The movable active parts of the machines, such as machine tool tools, measuring machine probes, active devices of the robots or the aforementioned apparatus members are caused to move in the space with a further provision. in bigger. The location in space of these organs is carried out by means of markers which are generally orthonormal three-dimensional markers or sometimes polar markers. These markers correspond most often to a system of slides along the three axes permitting to the organ to reach any point of the useful space.

 Precision requirements in the field of these machines or devices now require the taking into account of systematic faults arising either from manufacturing errors, applied forces or temperature variations and corresponding in particular to the lack of orthogonality. , linearity or alignment of the slides or other parts of the machines and either from manufacturing or operating circumstances.

This consideration is currently done through two distinct approaches
The first, which is that of classical metrology, lies in the measurement of the errors of position and shape of the slides of the machine. These processes are long, motteux and, if they allow to define a degree of precision of the machine allowing its classification, the information obtained is only usable for a good order of it.

 The second approach is to carry out practical tests, for example to machine a part in the case of machine tools or to measure it, in the case of robots or measuring machines, after which a comparison is made. In the case of a machine tool, for example, the actual geometry of the part obtained is compared with the dimensional control instructions, whereas in the case of a measuring machine, the measurement results obtained will be compared with the actual measurements of the machine. the room. These practical tests are very useful for defining the actual performance of the machine in the specific cases studied and possibly making the necessary corrections. They can not, however, be extended to different cases.

 The present invention therefore proposes to provide a method of locating the position in the space of a movable member of such machines or apparatus making it possible to perform the work in space with increased precision in the whole of the useful space of the machine or apparatus. In particular, this method proposes to eliminate almost completely the aforementioned systematic errors.

In addition, the invention proposes to easily determine, without accessories and with the aid of a number of measurements, the corrections implemented in the process,
The subject of the invention is a method of locating the position in the space of the mobile member of a machine such as a machine tool, a robot-tool, a measuring machine in which the position in the espaae of said member is associated with corresponding coordinates relative to a physical coordinate system integral with the machine or the apparatus, characterized in that a field is determined for the useful space of the machine or the apparatus. vectors associated with each theoretical point of said space, said vector corresponding to the geometric displacement connecting the theoretical point to the real point and that the coordinates are corrected according to said field.

 By theoretical point of the space of the machine, we mean the point in which we should theoretically be, if the reference was perfectly Cartesian, the organ (defined by a particular point of the organ, for example the point of a probe) of the machine or device, when the coordinates of this point are displayed on the machine's physical reference mark. By real point is meant the point where actually said body when said coordinates are displayed.

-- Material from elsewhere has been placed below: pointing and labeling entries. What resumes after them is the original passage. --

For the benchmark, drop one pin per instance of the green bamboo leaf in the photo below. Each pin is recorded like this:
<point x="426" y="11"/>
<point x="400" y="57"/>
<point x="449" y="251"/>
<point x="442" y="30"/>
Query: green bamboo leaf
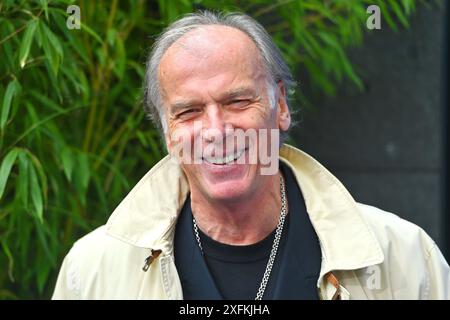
<point x="10" y="260"/>
<point x="83" y="171"/>
<point x="44" y="5"/>
<point x="5" y="168"/>
<point x="68" y="162"/>
<point x="54" y="41"/>
<point x="26" y="42"/>
<point x="53" y="54"/>
<point x="36" y="195"/>
<point x="12" y="89"/>
<point x="399" y="13"/>
<point x="23" y="185"/>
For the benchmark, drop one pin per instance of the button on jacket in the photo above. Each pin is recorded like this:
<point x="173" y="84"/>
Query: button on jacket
<point x="367" y="253"/>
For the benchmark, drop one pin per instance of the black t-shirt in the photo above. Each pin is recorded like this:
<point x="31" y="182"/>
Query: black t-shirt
<point x="238" y="270"/>
<point x="235" y="272"/>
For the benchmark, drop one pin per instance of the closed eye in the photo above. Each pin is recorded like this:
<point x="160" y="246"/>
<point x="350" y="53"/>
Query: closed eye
<point x="239" y="103"/>
<point x="187" y="113"/>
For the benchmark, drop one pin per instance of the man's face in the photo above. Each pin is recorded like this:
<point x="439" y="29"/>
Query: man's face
<point x="213" y="79"/>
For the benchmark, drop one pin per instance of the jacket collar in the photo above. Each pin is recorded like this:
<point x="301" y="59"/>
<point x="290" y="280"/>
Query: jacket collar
<point x="147" y="216"/>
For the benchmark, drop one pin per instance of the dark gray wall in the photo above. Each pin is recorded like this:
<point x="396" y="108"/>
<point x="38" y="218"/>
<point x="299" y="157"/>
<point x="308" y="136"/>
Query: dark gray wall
<point x="385" y="144"/>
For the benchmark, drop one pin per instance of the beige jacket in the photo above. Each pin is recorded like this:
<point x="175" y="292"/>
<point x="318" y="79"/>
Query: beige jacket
<point x="366" y="253"/>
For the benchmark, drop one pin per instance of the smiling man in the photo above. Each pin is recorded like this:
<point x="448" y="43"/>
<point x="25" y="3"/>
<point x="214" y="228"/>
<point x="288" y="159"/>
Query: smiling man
<point x="231" y="215"/>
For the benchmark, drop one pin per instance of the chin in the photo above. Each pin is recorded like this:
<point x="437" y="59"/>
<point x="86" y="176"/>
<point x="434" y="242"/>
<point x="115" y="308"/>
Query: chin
<point x="228" y="190"/>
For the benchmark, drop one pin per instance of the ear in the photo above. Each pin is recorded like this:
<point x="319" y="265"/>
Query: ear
<point x="284" y="116"/>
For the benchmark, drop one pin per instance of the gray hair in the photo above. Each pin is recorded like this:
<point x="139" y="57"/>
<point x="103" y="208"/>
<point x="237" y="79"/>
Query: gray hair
<point x="274" y="63"/>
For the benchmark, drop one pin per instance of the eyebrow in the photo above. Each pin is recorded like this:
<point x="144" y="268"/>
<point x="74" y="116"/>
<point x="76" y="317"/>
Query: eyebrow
<point x="228" y="95"/>
<point x="180" y="105"/>
<point x="238" y="92"/>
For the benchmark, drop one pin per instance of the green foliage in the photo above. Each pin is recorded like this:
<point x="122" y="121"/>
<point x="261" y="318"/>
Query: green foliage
<point x="73" y="137"/>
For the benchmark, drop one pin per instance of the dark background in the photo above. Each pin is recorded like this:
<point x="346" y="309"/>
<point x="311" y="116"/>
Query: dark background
<point x="388" y="144"/>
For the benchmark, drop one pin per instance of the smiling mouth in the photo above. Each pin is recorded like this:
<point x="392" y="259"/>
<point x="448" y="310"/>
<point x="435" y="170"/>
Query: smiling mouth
<point x="224" y="160"/>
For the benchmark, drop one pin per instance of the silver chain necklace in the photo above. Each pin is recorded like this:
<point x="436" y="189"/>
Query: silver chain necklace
<point x="276" y="241"/>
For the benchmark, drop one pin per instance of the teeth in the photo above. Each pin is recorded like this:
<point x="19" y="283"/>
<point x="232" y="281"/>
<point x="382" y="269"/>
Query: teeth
<point x="224" y="160"/>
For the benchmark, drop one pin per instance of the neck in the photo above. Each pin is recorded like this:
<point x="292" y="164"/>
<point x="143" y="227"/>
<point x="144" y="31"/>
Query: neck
<point x="241" y="222"/>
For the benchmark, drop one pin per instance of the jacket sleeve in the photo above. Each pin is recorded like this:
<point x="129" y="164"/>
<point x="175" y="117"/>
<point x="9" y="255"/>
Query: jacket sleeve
<point x="438" y="275"/>
<point x="68" y="283"/>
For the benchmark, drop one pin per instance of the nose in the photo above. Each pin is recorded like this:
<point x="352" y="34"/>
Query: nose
<point x="215" y="125"/>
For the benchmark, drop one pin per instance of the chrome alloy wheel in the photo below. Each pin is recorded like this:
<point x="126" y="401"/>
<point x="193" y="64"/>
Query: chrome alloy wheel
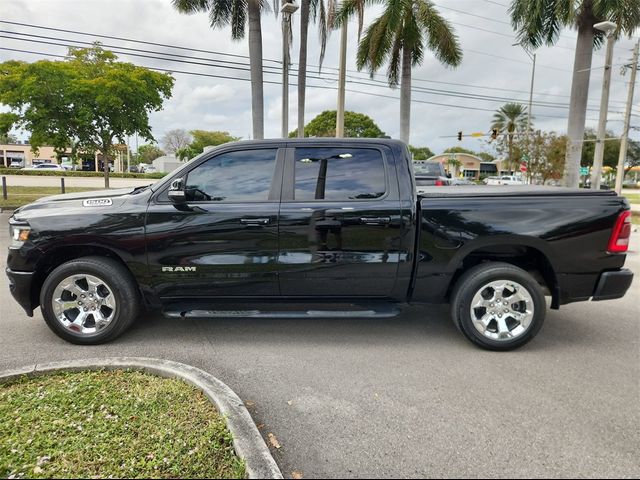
<point x="502" y="310"/>
<point x="84" y="304"/>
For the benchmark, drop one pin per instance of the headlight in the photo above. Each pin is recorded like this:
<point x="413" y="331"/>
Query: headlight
<point x="19" y="235"/>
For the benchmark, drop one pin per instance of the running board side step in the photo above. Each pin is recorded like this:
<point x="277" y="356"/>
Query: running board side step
<point x="387" y="312"/>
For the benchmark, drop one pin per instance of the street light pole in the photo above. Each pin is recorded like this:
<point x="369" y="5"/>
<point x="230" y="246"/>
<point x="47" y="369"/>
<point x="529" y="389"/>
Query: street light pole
<point x="342" y="74"/>
<point x="288" y="8"/>
<point x="596" y="173"/>
<point x="627" y="118"/>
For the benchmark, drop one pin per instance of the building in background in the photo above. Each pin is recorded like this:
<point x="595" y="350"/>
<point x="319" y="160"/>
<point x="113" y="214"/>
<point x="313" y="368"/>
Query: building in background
<point x="470" y="166"/>
<point x="167" y="163"/>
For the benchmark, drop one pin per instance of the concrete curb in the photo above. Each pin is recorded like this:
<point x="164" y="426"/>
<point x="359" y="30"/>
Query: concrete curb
<point x="247" y="441"/>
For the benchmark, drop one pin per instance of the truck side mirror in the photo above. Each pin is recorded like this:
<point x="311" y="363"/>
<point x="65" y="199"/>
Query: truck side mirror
<point x="176" y="191"/>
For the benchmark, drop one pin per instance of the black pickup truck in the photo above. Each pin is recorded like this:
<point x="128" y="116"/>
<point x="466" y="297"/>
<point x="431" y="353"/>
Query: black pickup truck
<point x="315" y="228"/>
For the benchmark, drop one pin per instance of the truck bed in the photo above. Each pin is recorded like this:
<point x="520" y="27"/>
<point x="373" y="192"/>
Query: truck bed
<point x="509" y="191"/>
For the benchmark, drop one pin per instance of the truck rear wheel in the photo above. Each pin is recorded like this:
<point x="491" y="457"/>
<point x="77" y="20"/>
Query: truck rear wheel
<point x="89" y="300"/>
<point x="498" y="306"/>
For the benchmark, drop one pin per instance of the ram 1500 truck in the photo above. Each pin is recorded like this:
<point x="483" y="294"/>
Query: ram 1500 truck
<point x="315" y="228"/>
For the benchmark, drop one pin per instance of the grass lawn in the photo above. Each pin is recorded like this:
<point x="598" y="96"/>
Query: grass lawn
<point x="18" y="196"/>
<point x="118" y="424"/>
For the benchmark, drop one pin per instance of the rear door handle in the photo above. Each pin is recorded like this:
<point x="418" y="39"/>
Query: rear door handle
<point x="254" y="222"/>
<point x="375" y="220"/>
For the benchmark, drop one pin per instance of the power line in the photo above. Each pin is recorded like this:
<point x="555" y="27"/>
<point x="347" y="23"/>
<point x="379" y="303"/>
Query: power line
<point x="239" y="66"/>
<point x="324" y="87"/>
<point x="246" y="57"/>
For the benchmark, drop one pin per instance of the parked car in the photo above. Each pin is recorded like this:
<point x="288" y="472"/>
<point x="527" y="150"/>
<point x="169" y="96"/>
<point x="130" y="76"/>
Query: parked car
<point x="460" y="181"/>
<point x="504" y="180"/>
<point x="16" y="163"/>
<point x="335" y="223"/>
<point x="52" y="167"/>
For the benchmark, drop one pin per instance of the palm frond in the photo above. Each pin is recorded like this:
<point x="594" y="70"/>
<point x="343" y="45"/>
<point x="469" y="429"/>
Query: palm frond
<point x="191" y="6"/>
<point x="441" y="39"/>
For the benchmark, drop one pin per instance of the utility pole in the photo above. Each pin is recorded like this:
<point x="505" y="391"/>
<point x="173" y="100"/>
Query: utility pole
<point x="627" y="118"/>
<point x="596" y="173"/>
<point x="342" y="74"/>
<point x="288" y="8"/>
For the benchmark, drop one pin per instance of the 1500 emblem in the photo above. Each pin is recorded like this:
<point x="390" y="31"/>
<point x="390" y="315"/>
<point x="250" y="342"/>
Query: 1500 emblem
<point x="97" y="202"/>
<point x="179" y="269"/>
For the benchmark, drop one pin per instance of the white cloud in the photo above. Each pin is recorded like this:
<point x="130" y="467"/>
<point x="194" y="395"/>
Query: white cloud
<point x="491" y="67"/>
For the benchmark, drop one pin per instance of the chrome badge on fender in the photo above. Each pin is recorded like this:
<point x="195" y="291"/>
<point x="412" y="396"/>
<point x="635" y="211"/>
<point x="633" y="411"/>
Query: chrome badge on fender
<point x="97" y="202"/>
<point x="179" y="269"/>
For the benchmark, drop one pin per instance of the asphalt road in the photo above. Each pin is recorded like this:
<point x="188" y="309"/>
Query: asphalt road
<point x="405" y="397"/>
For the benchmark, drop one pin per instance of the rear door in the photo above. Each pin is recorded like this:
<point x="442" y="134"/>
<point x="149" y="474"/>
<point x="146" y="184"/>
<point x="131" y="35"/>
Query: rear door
<point x="339" y="222"/>
<point x="224" y="241"/>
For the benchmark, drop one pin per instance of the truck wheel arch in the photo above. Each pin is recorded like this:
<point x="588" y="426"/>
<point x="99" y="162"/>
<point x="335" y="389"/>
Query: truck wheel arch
<point x="63" y="254"/>
<point x="527" y="253"/>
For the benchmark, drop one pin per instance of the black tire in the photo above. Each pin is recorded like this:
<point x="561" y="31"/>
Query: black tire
<point x="121" y="285"/>
<point x="471" y="283"/>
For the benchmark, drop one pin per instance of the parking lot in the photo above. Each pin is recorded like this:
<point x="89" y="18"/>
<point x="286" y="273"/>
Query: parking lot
<point x="406" y="396"/>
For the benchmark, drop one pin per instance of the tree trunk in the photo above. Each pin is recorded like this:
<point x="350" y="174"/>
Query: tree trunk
<point x="405" y="96"/>
<point x="510" y="141"/>
<point x="302" y="64"/>
<point x="255" y="61"/>
<point x="105" y="168"/>
<point x="578" y="103"/>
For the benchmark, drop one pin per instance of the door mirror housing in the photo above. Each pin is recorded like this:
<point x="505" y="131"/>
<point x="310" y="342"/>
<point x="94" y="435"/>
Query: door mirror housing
<point x="176" y="191"/>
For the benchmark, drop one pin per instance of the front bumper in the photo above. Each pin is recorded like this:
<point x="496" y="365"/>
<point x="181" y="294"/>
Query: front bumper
<point x="20" y="288"/>
<point x="613" y="284"/>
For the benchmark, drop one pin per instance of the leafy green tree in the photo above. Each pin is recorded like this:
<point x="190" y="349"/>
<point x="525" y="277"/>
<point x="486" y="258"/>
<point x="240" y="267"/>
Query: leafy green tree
<point x="175" y="139"/>
<point x="509" y="120"/>
<point x="236" y="13"/>
<point x="148" y="153"/>
<point x="202" y="139"/>
<point x="356" y="125"/>
<point x="86" y="102"/>
<point x="611" y="149"/>
<point x="8" y="138"/>
<point x="460" y="150"/>
<point x="399" y="38"/>
<point x="421" y="153"/>
<point x="539" y="22"/>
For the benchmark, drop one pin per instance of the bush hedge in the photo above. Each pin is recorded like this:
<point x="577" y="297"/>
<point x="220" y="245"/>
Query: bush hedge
<point x="78" y="173"/>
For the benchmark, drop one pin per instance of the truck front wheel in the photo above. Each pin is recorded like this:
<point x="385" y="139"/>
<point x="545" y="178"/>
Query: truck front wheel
<point x="89" y="300"/>
<point x="498" y="306"/>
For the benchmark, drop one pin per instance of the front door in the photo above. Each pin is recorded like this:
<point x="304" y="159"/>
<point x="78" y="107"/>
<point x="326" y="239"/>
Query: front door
<point x="224" y="241"/>
<point x="340" y="227"/>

In this way, if O is the common origin of the physical (actually curvilinear) repre- sentation and of the cartesian coordinate system, then said vector U (M) is such that

 In the case of a machine tool, it is advantageous to use, to represent the active member of the machine, a given point of the spindle. The machining point will thus be defined taking into account the known distance between the pre-point.

the spindle and the tip of the tool.

où

The invention also makes it possible to determine and correct the errors of angular positions of the spindle or of another part of a machine or apparatus. Indeed, if one considers a vector V coming from a point M of the organ of the machine, point which moves in the useful space, this vector will undergo successively the following transformations
Translation
U (M), rotationCJet deformation

or

et où Dt Dt est le tenseur transposé de D,
Dans les différentes applications décrites, le champ U > (M) représente les déplacements qu'il faut faire subir au point d'un repère cartésien pour l'appliquer sur le repère, en fait curviligne, parfaitement défini par la machine, par exemple par ses glissières. Il existe là une large indétermination au niveau du choix de ce repère cartésien, tous ces repères se déduisant les uns des autres par une translation et une rotation. On peut, par exemple, choisir le repère cartésien qui cotncide au mieux avec le repère curviligne au sens des moindres carrés. Dans ces conditions, lu (Mil est minirn. D being the deformation tensor of the field (M), that is to say:

and where Dt Dt is the transposed tensor of D,
In the different applications described, the field U> (M) represents the displacements to be subjected to the point of a Cartesian coordinate system to apply it to the reference, in fact curvilinear, perfectly defined by the machine, for example by its slides. There exists a wide indetermination in the choice of this Cartesian reference, all these marks being deduced from each other by a translation and a rotation. One can, for example, choose the Cartesian coordinate system that best coordinates with the least-squares curvilinear coordinate system. Under these conditions, read (Mil is minirn.

 The second geometric transformation is the one that causes the local coordinate system, at the point M, to coincide with the previous reference. This is done by rotating the local coordinate system relative to the previous coordinate system plus a local clean deformation. Finally, the third and last transformation is the local pure deformation, which makes it possible to calculate the deformation dV of a vector V by the relation dV = L.V. When these 3 transformations are successively added, it is easy to express a vector V in curvilinear coordinates in the Cartesian frame previously described.

 The invention also relates to the application of this method to the control and operation of said machines or apparatus.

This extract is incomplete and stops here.